Sebastian sprang über eine große Pfütze, die sich von dem wenigen Regen heute noch nicht gebildet haben konnte. Er kam wieder zu mir unter den Schirm, obwohl das bei seiner Wind- und Wanderjacke, die er trug, gar nicht nötig gewesen wäre. Aber es gefiel ihm so. "Das habe ich gemeint mit deiner Art, die Dinge aufzuzeigen. Was mache ich jetzt? Soll ich dir zustimmen? Darf ich erst nachdenken?"

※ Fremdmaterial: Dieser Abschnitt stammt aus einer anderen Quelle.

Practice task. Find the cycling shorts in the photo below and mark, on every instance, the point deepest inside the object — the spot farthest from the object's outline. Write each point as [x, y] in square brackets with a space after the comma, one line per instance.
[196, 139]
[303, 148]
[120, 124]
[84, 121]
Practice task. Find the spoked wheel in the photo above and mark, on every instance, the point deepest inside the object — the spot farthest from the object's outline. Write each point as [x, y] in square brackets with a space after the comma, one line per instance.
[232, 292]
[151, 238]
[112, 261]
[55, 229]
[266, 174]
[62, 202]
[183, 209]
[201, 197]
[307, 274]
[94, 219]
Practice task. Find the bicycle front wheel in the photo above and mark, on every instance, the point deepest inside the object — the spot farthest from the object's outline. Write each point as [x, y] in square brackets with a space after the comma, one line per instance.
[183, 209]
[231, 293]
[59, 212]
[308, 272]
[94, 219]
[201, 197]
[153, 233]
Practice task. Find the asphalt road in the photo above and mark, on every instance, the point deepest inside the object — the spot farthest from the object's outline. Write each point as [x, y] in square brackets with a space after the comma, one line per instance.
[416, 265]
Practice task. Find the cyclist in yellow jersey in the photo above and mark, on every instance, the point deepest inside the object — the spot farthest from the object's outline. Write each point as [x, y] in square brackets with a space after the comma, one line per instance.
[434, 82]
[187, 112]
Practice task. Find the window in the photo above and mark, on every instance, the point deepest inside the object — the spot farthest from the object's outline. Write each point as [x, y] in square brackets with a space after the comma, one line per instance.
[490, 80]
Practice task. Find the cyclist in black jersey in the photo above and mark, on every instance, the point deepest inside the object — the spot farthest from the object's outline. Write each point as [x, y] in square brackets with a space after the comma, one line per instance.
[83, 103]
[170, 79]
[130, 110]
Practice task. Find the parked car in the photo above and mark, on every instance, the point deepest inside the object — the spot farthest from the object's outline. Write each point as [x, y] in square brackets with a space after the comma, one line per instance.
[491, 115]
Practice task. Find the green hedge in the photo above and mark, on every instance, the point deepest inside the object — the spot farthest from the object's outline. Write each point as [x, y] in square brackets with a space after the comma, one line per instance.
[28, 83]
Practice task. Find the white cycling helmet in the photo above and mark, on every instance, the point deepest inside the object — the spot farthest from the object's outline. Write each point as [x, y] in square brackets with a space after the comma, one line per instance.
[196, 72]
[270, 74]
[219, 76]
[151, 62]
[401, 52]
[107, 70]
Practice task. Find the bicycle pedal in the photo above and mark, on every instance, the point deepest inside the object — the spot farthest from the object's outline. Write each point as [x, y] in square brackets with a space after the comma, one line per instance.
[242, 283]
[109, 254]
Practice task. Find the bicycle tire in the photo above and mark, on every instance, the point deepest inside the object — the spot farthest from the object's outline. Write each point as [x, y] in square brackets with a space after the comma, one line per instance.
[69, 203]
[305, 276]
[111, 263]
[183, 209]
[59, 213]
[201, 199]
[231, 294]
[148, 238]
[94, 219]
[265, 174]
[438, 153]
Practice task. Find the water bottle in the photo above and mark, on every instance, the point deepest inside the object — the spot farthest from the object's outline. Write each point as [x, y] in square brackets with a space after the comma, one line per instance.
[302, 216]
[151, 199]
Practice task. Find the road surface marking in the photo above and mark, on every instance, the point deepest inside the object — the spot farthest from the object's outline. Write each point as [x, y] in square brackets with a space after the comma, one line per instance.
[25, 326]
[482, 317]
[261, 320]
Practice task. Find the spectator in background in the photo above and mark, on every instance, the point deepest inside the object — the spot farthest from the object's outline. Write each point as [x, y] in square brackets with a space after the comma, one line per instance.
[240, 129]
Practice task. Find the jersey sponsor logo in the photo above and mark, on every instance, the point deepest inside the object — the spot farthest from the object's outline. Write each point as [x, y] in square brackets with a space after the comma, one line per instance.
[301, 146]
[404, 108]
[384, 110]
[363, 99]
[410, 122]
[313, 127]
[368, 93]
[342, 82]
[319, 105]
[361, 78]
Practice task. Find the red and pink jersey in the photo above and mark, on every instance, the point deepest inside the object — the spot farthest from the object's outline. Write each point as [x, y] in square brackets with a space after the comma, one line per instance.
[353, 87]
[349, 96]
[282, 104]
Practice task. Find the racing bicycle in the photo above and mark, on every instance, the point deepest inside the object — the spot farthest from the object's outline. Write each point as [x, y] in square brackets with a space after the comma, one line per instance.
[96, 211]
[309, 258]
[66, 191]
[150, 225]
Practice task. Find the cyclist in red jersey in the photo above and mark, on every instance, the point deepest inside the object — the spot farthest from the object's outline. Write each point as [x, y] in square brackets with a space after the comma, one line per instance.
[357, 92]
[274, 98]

"Du mußt sogar erst nachdenken. Wehe, du stimmst nur meinetwegen zu. Und wenn du glaubst, eine bessere Erklärung zu haben, dann untersuch’ deine Auffassung auf Lücken und geheimnisvolle, schwarze Löcher, die in ihrer Unersättlichkeit so gerne die kleinen Vernunftbausteine einsaugen. Wenn dir dann deine Meinung immer noch als die bessere erscheint - sei es auch aus Erziehung, Gewohnheit, Unflexibilität, Angst und vielem mehr -, dann bleibst du bei deiner. Du kannst gar nicht mit einer Überzeugung leben, die nicht deine eigene ist."

"Ich könnte ja auch sagen: ‘Ich versteh’ das nicht’." Es war nichts Persönliches in unserer Rede und Gegenrede. Wir versuchten mehr nach Art des "Advocatus Diaboli"1), die Erkenntnisse "herauszukitzeln".

"Dann, Sebastian, hättest du gelogen, weil du eigentlich hättest sagen wollen: ‘Ich glaub’ das nicht’."

"Also gut, dann sage ich: ‘Ich glaub’ das nicht’."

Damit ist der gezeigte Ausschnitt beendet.